Kishwar Desai's latest novel, Origins of Love, which she has labelled as a 'social thriller', deals with the confronting topic of surrogacy.
Kishwar Desai aims for change using fiction
It sounds like a scene from a horrific dystopian film. Wealthy prospective parents courier embryos stored in canisters of liquid nitrogen to India, where they're picked up at Mumbai airport and implanted at baby factories into a surrogate desperate for money. Nine months later, the parents fly to the clinic to pick up "their" baby and take him or her back home. The surrogate is paid, and waits for her next commission. But this is not some science fiction fantasy set in 2045. It's happening right now, and it's the subject of the award-winning novelist Kishwar Desai's new novel, Origins of Love.
"I heard about these embryos seized at customs in Mumbai," says Desai, recalling the initial inspiration, "and it just pricked my interest - and my conscience. I mean, what a bizarre way to have a child, essentially outsourcing your pregnancy and renting the womb of a poor Indian woman for a small fee. Because let me tell you, surrogacy in India is no longer the altruistic act of a caring woman helping an infertile couple. Everybody needs to know that the women who are giving their wombs up are desperately poor and this has become a multibillion-dollar industry for the baby-making businesses involved."
It's a deadly serious moment in a conversation peppered with laughter. And if such levity should sound strange considering the issues raised in Origins of Love, anyone who read Desai's debut Witness the Night will know that this journalist and broadcaster's real skill is to make what she calls "social thrillers" effortlessly readable - zestful, even.
No mean feat considering Witness the Night's similarly controversial topic was infanticide, but much of the enjoyment is to be found in the exploits of Desai's heroine of sorts, Simran Singh, an inquisitive, grumbling yet jovial social worker who returns in Origins of Love to uncover the truth behind an abandoned surrogate baby. Meanwhile, after another miscarriage, an English couple hear of a potential solution in India - and interestingly we're invited to feel sympathy for them.
"I don't want to be judgemental because I do know people who are desperate for a child," says Desai. "But what makes me distinctly uncomfortable is that these women don't really have a choice: they're harvested up from these poor towns and pushed into the idea that the first surrogate child could pay for education for their own child, and the second surrogate could mean they could buy a new house ... and so on."
And just as Desai's first book brought infanticide into the spotlight in India, so this book is also provoking debate. Already on the best-seller list, it's a neat reminder of the power fiction can still have.
"I really didn't want it to come out as a lecture on surrogacy, but rather each character and storyline to speak of a particular aspect of it, from the women to the prospective parents, the hospitals, and so on," she says. "True change never comes unless you can personalise these stories, unless you can live with these characters and understand what they're going through."
And what does Desai hope she can change with Origins of Love?

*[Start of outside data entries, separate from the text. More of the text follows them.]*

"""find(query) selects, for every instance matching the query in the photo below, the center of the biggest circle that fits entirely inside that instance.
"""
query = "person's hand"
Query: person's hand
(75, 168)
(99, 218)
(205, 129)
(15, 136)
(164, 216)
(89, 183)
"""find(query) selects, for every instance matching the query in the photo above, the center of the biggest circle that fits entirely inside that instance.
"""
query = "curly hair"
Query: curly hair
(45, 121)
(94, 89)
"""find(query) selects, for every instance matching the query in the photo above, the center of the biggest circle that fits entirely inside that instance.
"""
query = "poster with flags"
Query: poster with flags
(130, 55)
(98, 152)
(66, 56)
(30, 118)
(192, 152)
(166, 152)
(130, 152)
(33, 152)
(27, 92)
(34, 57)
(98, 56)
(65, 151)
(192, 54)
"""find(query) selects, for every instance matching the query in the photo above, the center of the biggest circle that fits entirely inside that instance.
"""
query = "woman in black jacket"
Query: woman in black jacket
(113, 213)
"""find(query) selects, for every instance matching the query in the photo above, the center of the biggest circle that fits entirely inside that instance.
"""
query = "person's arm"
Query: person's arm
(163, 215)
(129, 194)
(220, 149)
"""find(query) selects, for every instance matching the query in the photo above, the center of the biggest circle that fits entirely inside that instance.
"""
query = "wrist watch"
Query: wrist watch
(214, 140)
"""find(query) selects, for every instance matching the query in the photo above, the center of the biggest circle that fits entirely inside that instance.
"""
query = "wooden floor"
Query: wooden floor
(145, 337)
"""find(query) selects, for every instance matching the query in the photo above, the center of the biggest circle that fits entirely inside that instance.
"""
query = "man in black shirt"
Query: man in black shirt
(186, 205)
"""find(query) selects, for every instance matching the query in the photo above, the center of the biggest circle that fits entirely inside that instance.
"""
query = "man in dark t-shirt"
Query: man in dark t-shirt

"Well, first of all, I want surrogacy talked about more," she says. "There are 25,000 babies being born to surrogates every year in India now - and nobody seems too bothered about it because everybody is making money. But there are now women politicians questioning whether this sort of thing should be allowed. Personally, I think it's too late for that because it's a multibillion-dollar industry already. But it needs laws to regulate it, for the surrogates to have more rights and most of all for the couples involved to think carefully about their motivations. Is it really worth it when you're trying to do a beautiful thing by creating a life, but everything around it is not so beautiful?"
Origins of Love (Simon & Schuster) is out now.